Nov 13, 2020 — May 29, 2021

LaChaun Moore: 17845 is a contemplative exploration of the artist’s family history and relationship to agriculture. Moore’s worldview and artistic practice is informed by being a Black woman whose family inspired her love of agriculture. Her affinity for growing things flips supposed urban stereotypes on their ears and takes on the painful agricultural legacy of enslavement, the Jim Crow South from which her grandfather fled, and a litany of injustices that continue today. Her grandfather’s dedication to gardening represents one important way in which Moore’s family tree influences her work. The title of her exhibition - 17845 - is a reference to her grandfather’s nursing home identification number, a number that adorns Moore’s most beloved keepsake, a t-shirt on view in the exhibition.

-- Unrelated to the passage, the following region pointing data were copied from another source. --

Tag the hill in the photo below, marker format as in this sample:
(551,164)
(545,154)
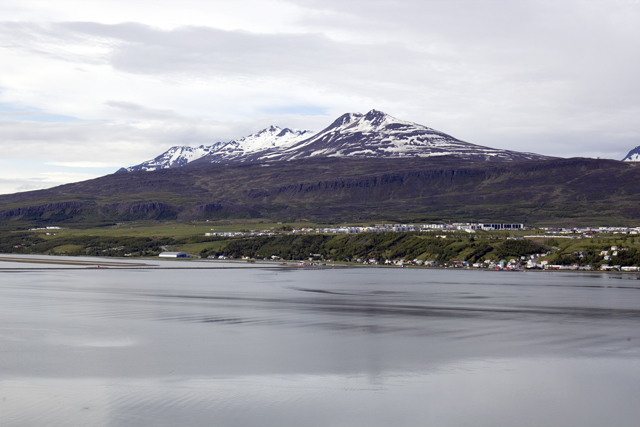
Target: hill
(559,191)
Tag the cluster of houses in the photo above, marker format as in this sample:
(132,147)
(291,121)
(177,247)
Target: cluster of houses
(378,228)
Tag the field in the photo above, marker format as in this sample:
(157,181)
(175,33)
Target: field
(148,239)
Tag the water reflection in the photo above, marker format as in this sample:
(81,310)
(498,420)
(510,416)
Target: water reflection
(368,347)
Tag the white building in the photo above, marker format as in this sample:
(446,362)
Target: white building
(174,255)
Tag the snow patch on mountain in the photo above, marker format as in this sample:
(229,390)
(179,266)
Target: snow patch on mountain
(269,138)
(633,156)
(372,135)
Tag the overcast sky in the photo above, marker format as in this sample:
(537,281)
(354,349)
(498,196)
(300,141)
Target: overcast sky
(87,87)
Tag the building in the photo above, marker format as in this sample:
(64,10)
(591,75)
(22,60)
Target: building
(174,255)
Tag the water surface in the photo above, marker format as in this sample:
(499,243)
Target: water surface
(333,347)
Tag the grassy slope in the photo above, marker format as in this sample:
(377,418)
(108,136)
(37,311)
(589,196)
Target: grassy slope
(566,191)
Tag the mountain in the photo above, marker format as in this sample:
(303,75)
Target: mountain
(371,135)
(380,135)
(553,192)
(174,157)
(633,156)
(224,152)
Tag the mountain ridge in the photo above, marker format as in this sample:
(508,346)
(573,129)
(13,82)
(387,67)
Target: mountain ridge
(633,155)
(374,134)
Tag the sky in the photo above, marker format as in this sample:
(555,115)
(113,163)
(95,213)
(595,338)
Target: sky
(87,87)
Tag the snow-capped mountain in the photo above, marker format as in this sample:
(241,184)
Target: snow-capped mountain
(377,134)
(374,134)
(174,157)
(633,156)
(224,152)
(259,145)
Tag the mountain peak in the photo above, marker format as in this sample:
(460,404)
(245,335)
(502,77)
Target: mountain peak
(374,134)
(633,156)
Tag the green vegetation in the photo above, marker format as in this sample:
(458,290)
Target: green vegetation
(550,192)
(141,239)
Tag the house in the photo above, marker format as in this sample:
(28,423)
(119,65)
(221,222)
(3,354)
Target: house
(174,255)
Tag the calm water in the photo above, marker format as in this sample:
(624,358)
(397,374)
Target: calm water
(342,347)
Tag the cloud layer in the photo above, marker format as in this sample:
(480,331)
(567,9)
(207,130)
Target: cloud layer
(120,84)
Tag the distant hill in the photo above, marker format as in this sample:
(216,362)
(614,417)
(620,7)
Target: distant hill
(371,135)
(335,189)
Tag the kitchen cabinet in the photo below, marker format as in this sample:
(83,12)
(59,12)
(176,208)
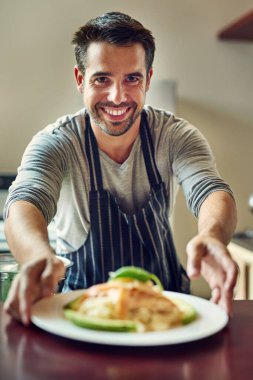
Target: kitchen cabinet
(240,29)
(244,259)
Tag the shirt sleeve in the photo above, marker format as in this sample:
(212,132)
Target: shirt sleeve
(194,166)
(40,174)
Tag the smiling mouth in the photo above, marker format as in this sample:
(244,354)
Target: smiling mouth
(116,112)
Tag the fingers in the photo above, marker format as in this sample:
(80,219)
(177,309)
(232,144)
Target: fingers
(195,251)
(210,258)
(36,280)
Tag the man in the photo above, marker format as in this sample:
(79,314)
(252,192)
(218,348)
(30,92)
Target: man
(107,175)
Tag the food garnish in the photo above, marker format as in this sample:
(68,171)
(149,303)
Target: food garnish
(128,302)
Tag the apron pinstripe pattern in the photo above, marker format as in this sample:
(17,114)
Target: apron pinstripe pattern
(117,239)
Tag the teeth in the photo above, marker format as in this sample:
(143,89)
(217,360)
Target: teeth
(115,112)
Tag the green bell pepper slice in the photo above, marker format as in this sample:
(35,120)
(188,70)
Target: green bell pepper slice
(135,273)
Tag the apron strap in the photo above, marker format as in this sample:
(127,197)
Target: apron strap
(148,151)
(91,147)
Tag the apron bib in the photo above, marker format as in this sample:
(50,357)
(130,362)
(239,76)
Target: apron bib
(117,239)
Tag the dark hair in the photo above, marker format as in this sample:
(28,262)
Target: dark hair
(114,28)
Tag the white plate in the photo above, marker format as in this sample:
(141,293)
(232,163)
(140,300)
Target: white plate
(48,315)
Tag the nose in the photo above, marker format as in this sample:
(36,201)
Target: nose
(117,93)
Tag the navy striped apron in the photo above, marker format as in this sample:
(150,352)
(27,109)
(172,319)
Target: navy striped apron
(117,239)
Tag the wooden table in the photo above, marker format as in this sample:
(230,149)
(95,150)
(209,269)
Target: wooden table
(28,353)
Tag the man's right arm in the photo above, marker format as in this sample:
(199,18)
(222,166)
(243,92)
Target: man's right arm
(41,270)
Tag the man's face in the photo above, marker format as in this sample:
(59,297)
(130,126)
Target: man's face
(114,86)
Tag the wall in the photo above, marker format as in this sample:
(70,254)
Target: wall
(214,79)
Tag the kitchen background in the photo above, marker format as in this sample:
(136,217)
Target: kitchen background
(211,80)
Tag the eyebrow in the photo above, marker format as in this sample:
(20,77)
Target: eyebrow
(109,74)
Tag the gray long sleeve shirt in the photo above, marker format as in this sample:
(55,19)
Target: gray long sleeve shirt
(54,173)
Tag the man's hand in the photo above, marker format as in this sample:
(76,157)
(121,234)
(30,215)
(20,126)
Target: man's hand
(37,279)
(209,257)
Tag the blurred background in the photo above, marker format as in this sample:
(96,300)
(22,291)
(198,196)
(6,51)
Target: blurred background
(205,80)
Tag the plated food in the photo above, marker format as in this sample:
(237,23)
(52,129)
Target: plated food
(132,300)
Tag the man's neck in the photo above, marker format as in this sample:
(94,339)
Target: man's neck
(118,148)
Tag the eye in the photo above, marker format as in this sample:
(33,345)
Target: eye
(101,80)
(133,79)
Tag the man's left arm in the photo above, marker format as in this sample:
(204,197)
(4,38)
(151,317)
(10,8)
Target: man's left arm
(207,251)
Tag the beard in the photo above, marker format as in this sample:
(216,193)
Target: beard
(114,128)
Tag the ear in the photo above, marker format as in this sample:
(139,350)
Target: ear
(79,79)
(149,78)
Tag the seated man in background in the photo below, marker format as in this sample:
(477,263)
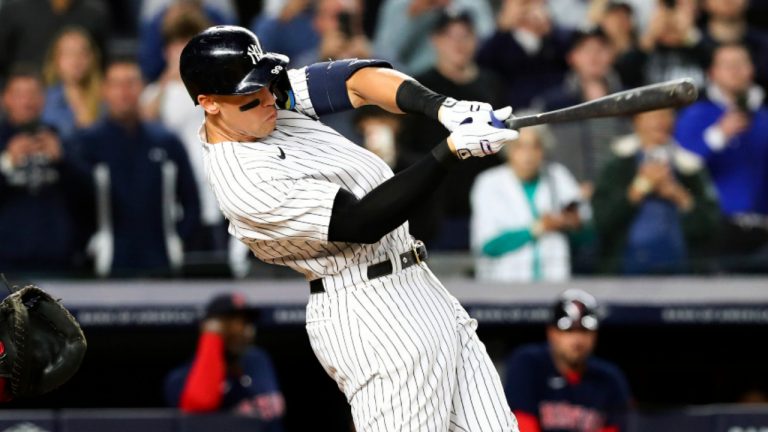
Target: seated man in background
(526,50)
(228,372)
(146,196)
(560,386)
(520,212)
(442,220)
(584,146)
(728,128)
(38,184)
(654,204)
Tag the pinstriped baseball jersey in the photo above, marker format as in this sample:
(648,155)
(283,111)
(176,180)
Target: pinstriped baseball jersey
(400,347)
(277,193)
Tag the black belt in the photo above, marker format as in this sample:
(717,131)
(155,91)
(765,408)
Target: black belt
(384,268)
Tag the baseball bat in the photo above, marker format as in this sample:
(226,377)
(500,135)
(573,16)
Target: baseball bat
(668,94)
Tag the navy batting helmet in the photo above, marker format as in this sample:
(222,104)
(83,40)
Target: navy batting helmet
(575,309)
(228,60)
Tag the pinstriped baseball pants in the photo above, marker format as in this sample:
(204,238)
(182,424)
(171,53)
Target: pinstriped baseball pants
(406,355)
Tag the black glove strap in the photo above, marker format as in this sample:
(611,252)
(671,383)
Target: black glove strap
(414,98)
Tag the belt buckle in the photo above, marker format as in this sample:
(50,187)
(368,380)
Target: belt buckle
(418,244)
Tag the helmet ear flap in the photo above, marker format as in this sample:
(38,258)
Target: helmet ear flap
(227,60)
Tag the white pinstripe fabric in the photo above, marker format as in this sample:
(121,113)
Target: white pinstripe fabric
(400,347)
(406,355)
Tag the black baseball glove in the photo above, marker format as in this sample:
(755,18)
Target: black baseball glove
(41,344)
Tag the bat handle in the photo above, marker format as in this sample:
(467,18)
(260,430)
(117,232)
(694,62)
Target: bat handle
(521,122)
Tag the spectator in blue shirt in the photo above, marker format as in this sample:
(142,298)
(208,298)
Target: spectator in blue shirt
(38,184)
(728,128)
(146,197)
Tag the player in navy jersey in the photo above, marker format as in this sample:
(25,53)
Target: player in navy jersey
(227,372)
(560,386)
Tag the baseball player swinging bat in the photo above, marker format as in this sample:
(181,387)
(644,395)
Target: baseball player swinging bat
(669,94)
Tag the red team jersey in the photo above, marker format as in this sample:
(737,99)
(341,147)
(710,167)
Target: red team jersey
(540,396)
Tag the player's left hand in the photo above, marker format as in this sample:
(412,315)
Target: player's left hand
(454,112)
(479,139)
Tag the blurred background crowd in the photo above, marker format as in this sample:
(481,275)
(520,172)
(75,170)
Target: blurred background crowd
(101,174)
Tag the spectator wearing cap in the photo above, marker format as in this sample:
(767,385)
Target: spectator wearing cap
(560,386)
(227,372)
(726,23)
(526,50)
(728,128)
(521,213)
(584,146)
(403,29)
(443,219)
(655,206)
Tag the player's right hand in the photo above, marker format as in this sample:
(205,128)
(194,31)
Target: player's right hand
(479,139)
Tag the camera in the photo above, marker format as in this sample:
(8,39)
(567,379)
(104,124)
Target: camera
(742,103)
(345,24)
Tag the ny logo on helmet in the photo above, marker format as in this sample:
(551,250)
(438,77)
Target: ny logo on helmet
(255,52)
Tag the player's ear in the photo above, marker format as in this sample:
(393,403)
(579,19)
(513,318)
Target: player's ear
(208,103)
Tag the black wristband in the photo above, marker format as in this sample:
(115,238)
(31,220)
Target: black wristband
(442,152)
(414,98)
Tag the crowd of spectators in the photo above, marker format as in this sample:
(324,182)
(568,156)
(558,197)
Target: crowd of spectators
(101,173)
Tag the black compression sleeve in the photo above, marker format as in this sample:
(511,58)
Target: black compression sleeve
(390,204)
(414,98)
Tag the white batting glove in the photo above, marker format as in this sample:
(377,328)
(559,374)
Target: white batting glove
(453,112)
(479,139)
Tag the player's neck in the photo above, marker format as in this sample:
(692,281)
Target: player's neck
(216,132)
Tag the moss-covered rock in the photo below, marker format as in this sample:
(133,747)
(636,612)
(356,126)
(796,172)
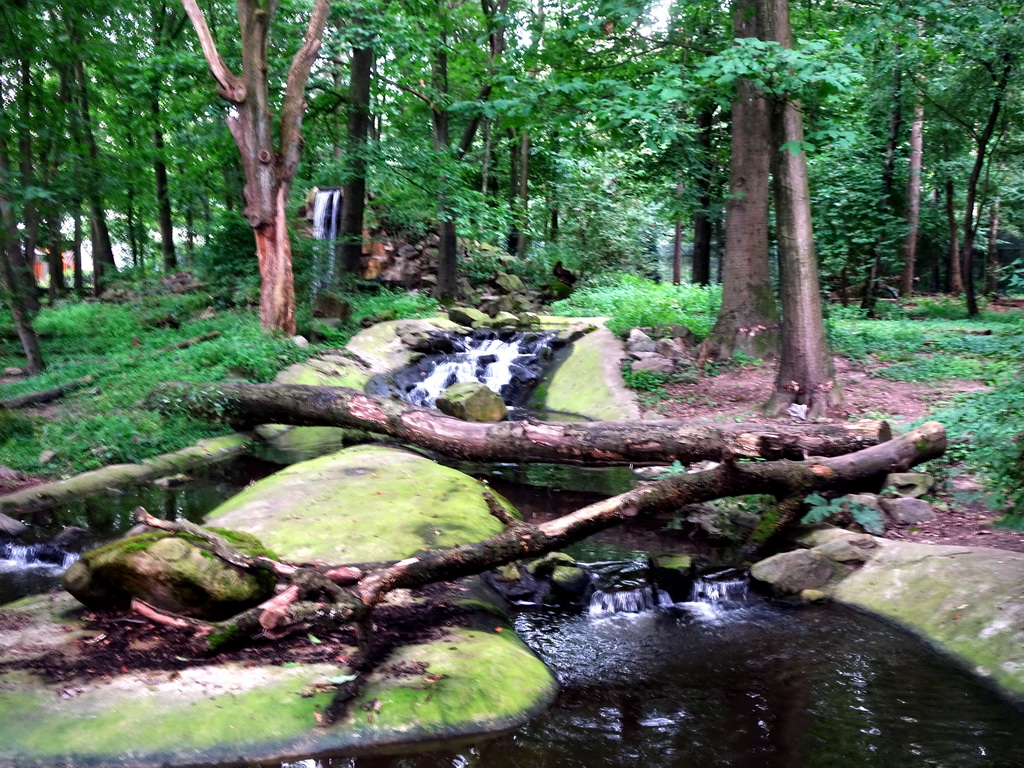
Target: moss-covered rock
(472,400)
(172,571)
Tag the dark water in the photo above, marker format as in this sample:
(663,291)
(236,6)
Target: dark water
(35,561)
(759,686)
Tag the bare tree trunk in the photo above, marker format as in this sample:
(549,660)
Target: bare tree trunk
(700,264)
(954,272)
(353,198)
(992,265)
(806,376)
(912,200)
(269,154)
(749,317)
(568,442)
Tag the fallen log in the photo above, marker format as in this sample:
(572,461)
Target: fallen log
(564,442)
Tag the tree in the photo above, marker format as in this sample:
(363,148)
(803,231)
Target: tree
(269,153)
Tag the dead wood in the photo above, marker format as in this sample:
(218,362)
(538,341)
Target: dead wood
(529,440)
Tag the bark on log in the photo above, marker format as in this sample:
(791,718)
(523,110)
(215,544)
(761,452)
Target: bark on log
(563,442)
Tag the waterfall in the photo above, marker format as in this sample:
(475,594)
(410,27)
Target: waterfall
(16,556)
(327,215)
(629,601)
(508,363)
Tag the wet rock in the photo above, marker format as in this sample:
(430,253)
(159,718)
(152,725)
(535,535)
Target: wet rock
(10,526)
(467,316)
(638,341)
(472,400)
(852,549)
(792,572)
(907,511)
(909,484)
(171,572)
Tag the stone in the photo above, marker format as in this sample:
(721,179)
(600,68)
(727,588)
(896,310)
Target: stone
(331,306)
(656,364)
(570,581)
(172,573)
(670,348)
(852,549)
(638,341)
(509,283)
(907,511)
(908,484)
(472,400)
(792,572)
(10,526)
(467,316)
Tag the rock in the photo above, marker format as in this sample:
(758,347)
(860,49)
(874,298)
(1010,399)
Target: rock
(909,484)
(10,526)
(907,511)
(570,581)
(467,316)
(638,341)
(670,348)
(331,306)
(792,572)
(472,400)
(509,283)
(852,549)
(170,572)
(656,364)
(504,318)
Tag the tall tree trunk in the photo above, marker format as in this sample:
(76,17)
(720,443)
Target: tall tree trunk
(806,375)
(912,200)
(953,271)
(1000,84)
(749,317)
(992,263)
(700,264)
(353,197)
(888,171)
(269,154)
(164,219)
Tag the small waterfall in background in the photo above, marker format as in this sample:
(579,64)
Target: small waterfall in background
(509,363)
(327,220)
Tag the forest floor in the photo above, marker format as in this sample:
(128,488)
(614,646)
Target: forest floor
(964,516)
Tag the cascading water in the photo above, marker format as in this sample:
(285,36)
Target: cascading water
(327,215)
(509,363)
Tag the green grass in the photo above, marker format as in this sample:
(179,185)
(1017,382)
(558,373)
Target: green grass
(631,301)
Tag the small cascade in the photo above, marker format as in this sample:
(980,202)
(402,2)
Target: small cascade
(509,363)
(17,556)
(327,218)
(637,600)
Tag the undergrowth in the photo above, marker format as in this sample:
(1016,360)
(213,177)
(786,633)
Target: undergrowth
(632,301)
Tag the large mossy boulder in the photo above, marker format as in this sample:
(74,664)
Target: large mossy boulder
(472,400)
(174,572)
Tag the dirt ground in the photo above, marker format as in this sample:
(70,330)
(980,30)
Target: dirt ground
(963,513)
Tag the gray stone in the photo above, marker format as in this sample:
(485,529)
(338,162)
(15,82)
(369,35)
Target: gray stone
(909,484)
(467,316)
(792,572)
(670,348)
(638,341)
(10,526)
(907,511)
(170,572)
(472,400)
(851,549)
(656,364)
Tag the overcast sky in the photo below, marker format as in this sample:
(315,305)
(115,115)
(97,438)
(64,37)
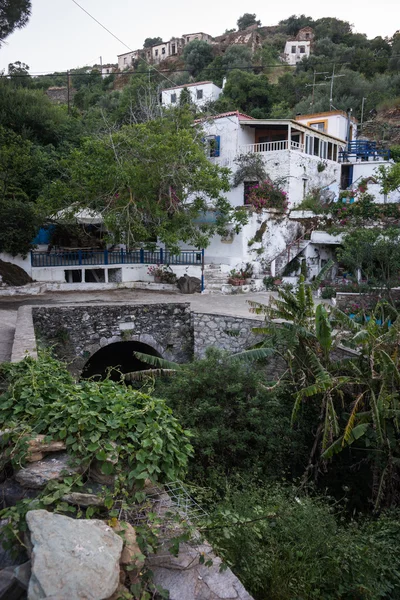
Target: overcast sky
(60,36)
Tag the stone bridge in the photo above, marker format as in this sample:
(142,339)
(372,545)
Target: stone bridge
(92,338)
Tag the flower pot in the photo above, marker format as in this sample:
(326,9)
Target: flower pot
(234,281)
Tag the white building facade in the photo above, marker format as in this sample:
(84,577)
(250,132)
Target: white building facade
(200,93)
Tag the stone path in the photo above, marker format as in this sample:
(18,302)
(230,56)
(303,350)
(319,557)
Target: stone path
(235,305)
(8,320)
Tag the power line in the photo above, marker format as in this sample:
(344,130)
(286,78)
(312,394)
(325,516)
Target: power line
(101,25)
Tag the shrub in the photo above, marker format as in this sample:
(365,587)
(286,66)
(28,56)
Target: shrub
(295,547)
(237,424)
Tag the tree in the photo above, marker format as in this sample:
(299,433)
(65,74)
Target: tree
(148,42)
(249,92)
(292,24)
(197,55)
(149,180)
(237,57)
(14,14)
(247,20)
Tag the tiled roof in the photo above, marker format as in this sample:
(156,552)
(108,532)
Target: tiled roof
(178,87)
(232,113)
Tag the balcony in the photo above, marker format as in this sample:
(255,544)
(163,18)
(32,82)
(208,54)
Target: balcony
(78,257)
(272,147)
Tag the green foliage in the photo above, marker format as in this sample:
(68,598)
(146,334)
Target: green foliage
(103,420)
(148,42)
(375,252)
(197,55)
(250,167)
(247,20)
(284,545)
(249,92)
(236,422)
(149,180)
(14,14)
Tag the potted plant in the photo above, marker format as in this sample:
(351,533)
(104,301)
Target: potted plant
(267,196)
(162,274)
(236,278)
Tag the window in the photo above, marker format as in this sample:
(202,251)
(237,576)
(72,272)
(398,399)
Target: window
(213,146)
(246,191)
(320,126)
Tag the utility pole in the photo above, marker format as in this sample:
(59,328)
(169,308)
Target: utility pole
(68,93)
(332,78)
(362,114)
(314,84)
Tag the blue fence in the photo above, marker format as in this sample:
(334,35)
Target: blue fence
(363,149)
(74,258)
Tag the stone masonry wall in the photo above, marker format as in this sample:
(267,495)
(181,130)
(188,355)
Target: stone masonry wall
(233,334)
(77,332)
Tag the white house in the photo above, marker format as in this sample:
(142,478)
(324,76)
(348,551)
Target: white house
(295,51)
(126,60)
(296,155)
(201,92)
(334,122)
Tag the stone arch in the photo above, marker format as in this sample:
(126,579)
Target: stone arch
(118,357)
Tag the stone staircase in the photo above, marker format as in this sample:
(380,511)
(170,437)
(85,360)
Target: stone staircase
(214,279)
(291,251)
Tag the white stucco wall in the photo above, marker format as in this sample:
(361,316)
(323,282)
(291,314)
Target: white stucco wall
(24,263)
(293,58)
(335,125)
(210,91)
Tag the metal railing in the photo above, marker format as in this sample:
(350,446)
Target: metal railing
(272,146)
(74,258)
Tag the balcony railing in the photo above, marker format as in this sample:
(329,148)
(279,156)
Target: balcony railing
(272,146)
(75,258)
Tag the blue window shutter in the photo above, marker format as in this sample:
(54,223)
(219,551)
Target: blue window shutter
(217,145)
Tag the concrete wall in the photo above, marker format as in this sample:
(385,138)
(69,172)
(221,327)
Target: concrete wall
(113,273)
(292,58)
(210,92)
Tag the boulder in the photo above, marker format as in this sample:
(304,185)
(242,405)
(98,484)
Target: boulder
(72,558)
(37,448)
(189,285)
(36,475)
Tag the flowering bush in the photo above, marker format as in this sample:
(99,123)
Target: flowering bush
(163,273)
(267,195)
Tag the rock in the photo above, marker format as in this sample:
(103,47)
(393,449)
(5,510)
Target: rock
(82,499)
(11,492)
(37,447)
(72,558)
(131,553)
(14,582)
(38,474)
(189,285)
(184,577)
(121,589)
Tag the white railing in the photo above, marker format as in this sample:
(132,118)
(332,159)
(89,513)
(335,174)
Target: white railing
(272,147)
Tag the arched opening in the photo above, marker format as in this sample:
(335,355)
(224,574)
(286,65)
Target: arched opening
(117,358)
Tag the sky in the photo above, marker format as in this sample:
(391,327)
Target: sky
(60,36)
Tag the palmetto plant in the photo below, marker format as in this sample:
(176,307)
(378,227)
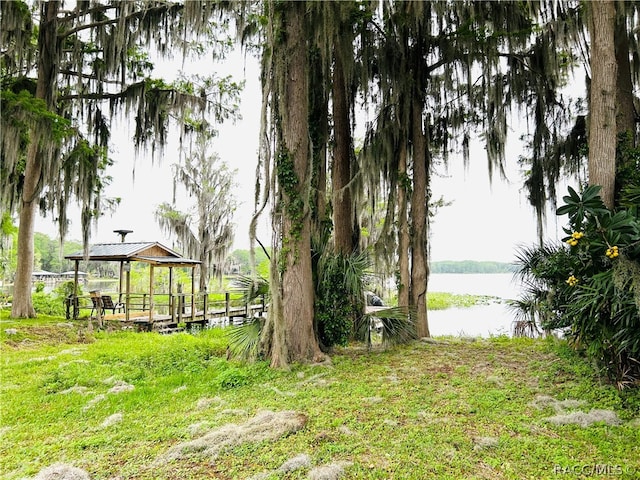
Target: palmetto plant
(591,286)
(340,312)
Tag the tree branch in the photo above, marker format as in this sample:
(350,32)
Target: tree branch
(134,15)
(73,73)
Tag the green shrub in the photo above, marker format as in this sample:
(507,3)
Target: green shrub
(339,296)
(590,286)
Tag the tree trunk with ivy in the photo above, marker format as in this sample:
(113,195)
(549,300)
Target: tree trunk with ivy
(404,279)
(292,322)
(602,101)
(341,166)
(22,305)
(419,206)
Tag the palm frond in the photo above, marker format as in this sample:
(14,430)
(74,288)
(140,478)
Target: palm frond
(244,340)
(395,325)
(251,287)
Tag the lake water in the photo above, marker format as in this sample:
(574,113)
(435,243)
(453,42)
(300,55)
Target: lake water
(478,321)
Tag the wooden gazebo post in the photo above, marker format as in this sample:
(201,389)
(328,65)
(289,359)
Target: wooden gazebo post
(123,233)
(193,293)
(151,302)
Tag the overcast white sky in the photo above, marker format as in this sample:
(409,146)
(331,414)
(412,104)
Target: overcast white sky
(487,221)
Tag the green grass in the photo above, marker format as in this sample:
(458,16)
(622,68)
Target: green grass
(451,410)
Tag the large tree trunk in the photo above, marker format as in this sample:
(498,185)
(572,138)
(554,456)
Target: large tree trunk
(602,127)
(22,306)
(403,227)
(318,132)
(341,167)
(419,199)
(297,278)
(625,113)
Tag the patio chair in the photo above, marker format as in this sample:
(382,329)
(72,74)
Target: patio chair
(107,304)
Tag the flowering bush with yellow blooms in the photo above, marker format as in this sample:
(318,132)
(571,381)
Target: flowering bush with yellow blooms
(590,287)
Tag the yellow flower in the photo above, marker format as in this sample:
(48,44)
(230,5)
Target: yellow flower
(572,281)
(612,252)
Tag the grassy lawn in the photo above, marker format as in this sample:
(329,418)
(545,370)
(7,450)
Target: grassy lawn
(125,405)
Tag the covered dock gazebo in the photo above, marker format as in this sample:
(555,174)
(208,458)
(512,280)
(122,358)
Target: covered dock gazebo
(152,253)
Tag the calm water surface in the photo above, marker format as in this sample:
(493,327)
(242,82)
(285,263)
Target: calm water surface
(479,321)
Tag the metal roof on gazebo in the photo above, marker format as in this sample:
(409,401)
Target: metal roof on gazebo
(149,252)
(153,253)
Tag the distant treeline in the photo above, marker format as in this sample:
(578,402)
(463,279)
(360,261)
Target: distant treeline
(471,266)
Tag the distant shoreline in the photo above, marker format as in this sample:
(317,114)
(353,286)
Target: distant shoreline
(472,266)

The visual appearance of this exhibition is directly tied to the healing that takes place when the roots and current ramifications of racism are discussed. Moore prefers to express the breadth of her family history in the confines of one gallery by dreamlike, surreal means. Most dramatically and pointedly, the cotton jackets suspended from the center of the ceiling cast irregular shadows. They have a presence like anthropomorphic clouds referencing the heavens, indicating Moore’s ancestors are always close by. Additionally, each garment represents a labor of love. Moore made them as a way of honoring her family’s past and continues to grow cotton, indigo sourced from lowland plantations near her South Carolina home, and a variety of other crops. She does this as a way to give herself agency over economic systems in agriculture that were and are oppressive to Black and indigenous farmers. A sense of healing and growth also present themselves in a more recognizably surrealist or Afro-surrealist manner that can best be described as Toni Morrison meets Salvador Dalí. For example, sitting on organically shaped shelves and pedestals, as well as an unassuming table are tinctures and family heirlooms. It as though one can walk into a dream and find a talisman that can provide protection or a tincture of cotton bark that can heal the body and spirit. Moore created the vials of tincture using ancestral plant knowledge, which would have been familiar to enslaved people in the Carolinas . The presence of moss growing out of casements and walls in the gallery adds to the sense that this is a sedate chamber of memories, undisturbed by time. It is an intimate, healing space rooted in Moore’s personal history.